Hewlett Packard bundles hardware/software to create an all-in-one cloud package
It’s been a tumultuous past year for Hewlett Packard Enterprise but this week the company is unveiling a series of new offerings intended to solidify its standing in the private and hybrid cloud computing market.
Key themes for HPE’s new cloud products are bundling software to make it more easily consumable, packaging that software with optional hardware to create an all-in-one cloud and being able to manage not only new, cloud-native workloads and technologies – such as application containers – but legacy and traditional workloads too.
“We are fundamental believers that hybrid cloud and hybrid IT is the new normal for enterprises,” says Senior Vice President and GM for Cloud at HPE Bill Hilf. “We get the great opportunity to talk to customers about not just their cloud needs, but all of their IT needs. Cloud is part of the discussion… but we really want to build technologies that allow our customers to take advantage of the hybrid world.” At the company’s annual Discover user summit in Las Vegas this week, HPE is announcing a handful of new product offerings in its Helion cloud portfolio including:
-HPE Helion Cloud Suite
This is a new, all-software bundling includes an OpenStack-based infrastructure as a service (IaaS) for building private clouds, a Cloud Foundry-based platform as a service (PaaS) for application development and HPE Operations Management tooling, for provisioning and managing physical and virtual infrastructure. Cloud Suite is meant to be the basis of a private cloud that customers would consume either behind their own firewall, or through a managed hosting partner.
Cloud Suite comes in three flavors: The Simple version enables basic infrastructure automation, self-service provisioning, metering, billing and governance.

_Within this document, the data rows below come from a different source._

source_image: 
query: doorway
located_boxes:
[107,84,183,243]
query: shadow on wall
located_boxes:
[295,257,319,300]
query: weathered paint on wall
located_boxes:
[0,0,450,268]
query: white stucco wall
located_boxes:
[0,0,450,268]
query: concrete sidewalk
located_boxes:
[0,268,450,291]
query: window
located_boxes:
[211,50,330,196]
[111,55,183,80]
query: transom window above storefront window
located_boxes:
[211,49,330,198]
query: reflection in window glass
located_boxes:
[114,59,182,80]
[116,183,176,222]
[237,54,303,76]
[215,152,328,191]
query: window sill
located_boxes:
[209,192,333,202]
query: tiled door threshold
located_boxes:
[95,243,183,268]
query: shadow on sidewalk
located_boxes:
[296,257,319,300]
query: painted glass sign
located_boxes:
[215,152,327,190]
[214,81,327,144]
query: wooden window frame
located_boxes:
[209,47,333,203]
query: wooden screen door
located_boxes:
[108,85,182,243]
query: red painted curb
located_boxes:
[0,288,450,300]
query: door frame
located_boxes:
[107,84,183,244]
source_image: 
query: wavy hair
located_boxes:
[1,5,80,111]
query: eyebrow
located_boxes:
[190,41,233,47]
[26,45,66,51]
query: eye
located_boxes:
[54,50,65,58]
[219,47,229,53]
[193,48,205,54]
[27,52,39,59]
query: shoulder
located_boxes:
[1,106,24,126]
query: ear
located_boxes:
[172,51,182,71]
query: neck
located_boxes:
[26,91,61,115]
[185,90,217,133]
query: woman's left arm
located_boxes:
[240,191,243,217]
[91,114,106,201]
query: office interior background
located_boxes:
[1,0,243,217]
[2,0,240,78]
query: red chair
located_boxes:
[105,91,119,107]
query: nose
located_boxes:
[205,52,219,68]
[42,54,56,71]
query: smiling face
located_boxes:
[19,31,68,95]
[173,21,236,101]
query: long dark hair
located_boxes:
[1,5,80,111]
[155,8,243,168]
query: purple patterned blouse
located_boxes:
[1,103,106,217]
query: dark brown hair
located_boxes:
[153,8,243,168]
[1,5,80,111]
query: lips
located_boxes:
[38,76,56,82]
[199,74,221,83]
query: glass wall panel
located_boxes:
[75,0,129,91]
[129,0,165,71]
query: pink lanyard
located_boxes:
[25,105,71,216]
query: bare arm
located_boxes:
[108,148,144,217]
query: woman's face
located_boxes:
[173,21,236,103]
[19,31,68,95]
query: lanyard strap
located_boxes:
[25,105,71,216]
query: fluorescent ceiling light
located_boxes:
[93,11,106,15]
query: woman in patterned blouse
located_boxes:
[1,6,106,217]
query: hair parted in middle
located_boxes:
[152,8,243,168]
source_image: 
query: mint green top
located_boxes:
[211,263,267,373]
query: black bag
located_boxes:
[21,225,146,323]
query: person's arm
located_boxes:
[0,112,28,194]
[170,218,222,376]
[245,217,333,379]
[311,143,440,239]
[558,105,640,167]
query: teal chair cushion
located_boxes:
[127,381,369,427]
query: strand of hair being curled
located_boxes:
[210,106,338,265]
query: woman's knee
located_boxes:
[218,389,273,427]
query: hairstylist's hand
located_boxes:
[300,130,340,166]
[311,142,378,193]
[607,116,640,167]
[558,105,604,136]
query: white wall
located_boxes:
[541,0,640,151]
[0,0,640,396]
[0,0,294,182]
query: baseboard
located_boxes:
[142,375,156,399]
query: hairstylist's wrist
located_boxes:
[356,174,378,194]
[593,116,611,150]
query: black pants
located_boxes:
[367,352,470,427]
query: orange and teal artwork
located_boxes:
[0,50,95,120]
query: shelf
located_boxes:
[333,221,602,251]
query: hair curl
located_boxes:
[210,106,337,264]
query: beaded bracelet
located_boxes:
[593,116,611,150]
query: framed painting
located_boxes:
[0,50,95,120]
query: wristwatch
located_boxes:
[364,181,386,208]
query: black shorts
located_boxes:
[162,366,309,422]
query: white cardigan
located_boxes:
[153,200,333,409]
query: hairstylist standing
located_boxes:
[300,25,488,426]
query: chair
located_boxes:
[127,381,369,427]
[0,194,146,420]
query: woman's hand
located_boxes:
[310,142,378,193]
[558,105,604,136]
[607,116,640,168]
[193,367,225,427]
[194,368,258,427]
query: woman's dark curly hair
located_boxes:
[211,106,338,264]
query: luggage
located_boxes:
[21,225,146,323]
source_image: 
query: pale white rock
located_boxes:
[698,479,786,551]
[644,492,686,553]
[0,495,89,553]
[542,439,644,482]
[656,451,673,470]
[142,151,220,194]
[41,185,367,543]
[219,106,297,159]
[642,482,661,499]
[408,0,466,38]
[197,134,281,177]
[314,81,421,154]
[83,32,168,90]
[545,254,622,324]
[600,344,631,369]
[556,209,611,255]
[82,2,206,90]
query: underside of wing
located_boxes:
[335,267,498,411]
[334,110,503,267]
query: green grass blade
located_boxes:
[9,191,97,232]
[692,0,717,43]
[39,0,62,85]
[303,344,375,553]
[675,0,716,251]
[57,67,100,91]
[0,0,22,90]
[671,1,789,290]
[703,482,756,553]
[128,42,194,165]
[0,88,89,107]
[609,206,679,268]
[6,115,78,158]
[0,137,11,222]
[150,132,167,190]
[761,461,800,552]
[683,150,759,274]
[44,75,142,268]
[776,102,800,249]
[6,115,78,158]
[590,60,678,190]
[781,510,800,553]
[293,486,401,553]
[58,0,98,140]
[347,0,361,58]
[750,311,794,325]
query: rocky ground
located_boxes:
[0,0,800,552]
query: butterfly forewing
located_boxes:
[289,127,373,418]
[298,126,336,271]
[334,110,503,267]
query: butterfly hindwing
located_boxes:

A Premium offering adds application development tools such as Helion’s Stackato Cloud Foundry-based PaaS. And an Ultimate edition allows the system to manage workloads in multiple public cloud providers.
-HPE Helion CloudSystem 10
CloudSystem includes the same software as what is in Cloud Suite but is bundled with HPE hardware. Hilf calls it a “turnkey system” for building a private cloud.
-HPE Helion Stackato 4.0
The newest version of the open source Cloud Foundry PaaS is sold in a bundle with the two offerings above or as standalone software.
-HPE Cloudline 3100 Server
Is a new storage appliance for service providers. It’s a 1U server that is 75% smaller than the 4U design Cloudline 5200.
All products are targeted for general availability in the second half of this year; pricing is not yet available.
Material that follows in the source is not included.